I think one of the best things that you can teach your kids is the value of money. Obviously, parents are going to disagree about the specifics but the basics – what it is, how you use it, the importance of spending or saving it wisely – are pretty universal.
When it comes to kids saving and earning money, it may also be time to talk kiddie tax. The kiddie tax is the tax imposed on kids at the parents’ tax rate and not at the lower rate of the child when income reaches certain thresholds. The rules can be tricky and depend on a number of factors, including the age of the children, as well as the amount and source of the income.

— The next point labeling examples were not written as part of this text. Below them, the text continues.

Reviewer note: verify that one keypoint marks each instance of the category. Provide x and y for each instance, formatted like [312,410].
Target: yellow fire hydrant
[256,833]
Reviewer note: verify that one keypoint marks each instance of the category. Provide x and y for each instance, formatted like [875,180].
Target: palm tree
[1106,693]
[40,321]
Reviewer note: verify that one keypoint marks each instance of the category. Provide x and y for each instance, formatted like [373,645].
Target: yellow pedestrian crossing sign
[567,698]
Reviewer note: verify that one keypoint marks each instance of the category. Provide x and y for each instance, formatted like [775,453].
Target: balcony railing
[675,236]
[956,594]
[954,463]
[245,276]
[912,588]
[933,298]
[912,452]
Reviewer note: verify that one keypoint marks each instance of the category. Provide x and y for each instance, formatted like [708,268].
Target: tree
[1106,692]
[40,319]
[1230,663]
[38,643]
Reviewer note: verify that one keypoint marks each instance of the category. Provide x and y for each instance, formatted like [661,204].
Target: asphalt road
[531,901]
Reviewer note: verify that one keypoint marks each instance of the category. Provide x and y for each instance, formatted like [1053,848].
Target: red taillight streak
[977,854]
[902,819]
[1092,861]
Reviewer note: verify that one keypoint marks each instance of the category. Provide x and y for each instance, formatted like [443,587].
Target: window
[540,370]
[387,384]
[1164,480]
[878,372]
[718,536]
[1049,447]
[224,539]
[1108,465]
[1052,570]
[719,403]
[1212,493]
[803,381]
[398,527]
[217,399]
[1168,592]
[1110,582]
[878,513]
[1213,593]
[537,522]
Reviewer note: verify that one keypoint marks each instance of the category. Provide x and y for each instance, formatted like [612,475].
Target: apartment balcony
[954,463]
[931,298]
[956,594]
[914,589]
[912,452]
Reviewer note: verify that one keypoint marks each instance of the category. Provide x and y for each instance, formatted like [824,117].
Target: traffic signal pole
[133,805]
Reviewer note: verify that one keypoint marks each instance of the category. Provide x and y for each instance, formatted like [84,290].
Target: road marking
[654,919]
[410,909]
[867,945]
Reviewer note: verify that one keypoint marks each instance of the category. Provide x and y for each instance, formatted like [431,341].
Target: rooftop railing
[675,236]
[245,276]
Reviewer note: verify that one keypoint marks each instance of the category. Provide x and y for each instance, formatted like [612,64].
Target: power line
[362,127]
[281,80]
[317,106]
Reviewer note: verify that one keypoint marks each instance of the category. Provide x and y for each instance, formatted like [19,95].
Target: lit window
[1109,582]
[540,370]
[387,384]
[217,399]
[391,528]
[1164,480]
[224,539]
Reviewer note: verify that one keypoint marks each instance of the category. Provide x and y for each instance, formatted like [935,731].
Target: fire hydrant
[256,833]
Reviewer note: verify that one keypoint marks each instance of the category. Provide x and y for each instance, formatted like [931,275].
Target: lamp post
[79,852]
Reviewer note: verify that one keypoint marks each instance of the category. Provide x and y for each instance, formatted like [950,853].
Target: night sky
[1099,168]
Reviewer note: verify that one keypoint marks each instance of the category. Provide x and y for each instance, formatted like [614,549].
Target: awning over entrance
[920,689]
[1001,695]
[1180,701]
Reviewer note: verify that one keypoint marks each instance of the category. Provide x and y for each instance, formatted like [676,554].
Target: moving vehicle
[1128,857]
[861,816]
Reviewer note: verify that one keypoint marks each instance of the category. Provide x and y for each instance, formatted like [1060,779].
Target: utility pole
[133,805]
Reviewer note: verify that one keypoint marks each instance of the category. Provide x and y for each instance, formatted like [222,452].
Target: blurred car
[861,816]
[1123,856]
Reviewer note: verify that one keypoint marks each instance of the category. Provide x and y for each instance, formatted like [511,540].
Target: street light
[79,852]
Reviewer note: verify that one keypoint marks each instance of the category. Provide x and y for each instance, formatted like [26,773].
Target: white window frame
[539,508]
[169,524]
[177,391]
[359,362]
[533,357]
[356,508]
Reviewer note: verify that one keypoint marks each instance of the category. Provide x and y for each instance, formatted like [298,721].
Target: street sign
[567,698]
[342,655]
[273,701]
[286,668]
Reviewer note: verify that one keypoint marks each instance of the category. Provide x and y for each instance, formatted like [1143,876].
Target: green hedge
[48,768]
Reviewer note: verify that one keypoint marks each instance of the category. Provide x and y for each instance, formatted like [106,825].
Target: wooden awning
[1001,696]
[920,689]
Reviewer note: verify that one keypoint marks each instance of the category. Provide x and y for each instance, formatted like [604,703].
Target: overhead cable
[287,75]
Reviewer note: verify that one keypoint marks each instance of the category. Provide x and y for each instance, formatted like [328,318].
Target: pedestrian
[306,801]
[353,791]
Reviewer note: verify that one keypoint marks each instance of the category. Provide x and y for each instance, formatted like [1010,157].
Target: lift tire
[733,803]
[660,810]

If kids work for their money, it’s generally considered earned income; tips for servers are also considered earned income. The general rule for kids (and dependents) is that if income is earned and that amount is less than the filing threshold (it’s $6,100 for 2014), there’s no need for that child to file a federal income tax return; a quick caution, though, that if a taxpayer is subject to self-employment tax, the threshold is generally $400 of net earnings (more on filing requirements in a future post).
The rules are different when income is unearned. Unearned income is generally investment income, like income from dividends and interest. For 2014, children under the age of 18, or under the age of 24 while a full time student, the first $1,000 is considered tax-free and the next $1,000 is taxed at the child’s rate. Unearned income over $2,000 is taxed at the child’s parents’ tax rate. Income which is taxed at the child’s parents’ tax rate does not necessarily mean that the income has to be included on the parents’ tax return; the child can opt to file a separate return (and in fact, that can sometimes be preferable for all kinds of reasons, including the AMT).
As of last year (2013), a child may also be subject to the new Net Investment Income Tax (NIIT). NIIT is the much maligned 3.8% surtax for high income taxpayers. When it comes to kids, the NIIT applies to the lesser of net investment income or the excess of the child’s modified adjusted gross income (MAGI) over the threshold amount (more on the NIIT here).
That, of course, assumes that everything is easy. Sometimes, arrangements aren’t so clear cut. If the child’s parents are divorced, generally, the kiddie tax is reported on the custodial parent’s tax return. In the event that the child’s parents are unmarried – and have never been married to each other – or if the child’s parents are married but filing separate, the kiddie tax is calculated using the parent’s return with the highest taxable income.
Keep in mind that these rules apply to children who are dependents. Those who are not dependents because of their age or filing status (such as children who are married), level of support or those who are emancipated have a different set of rules.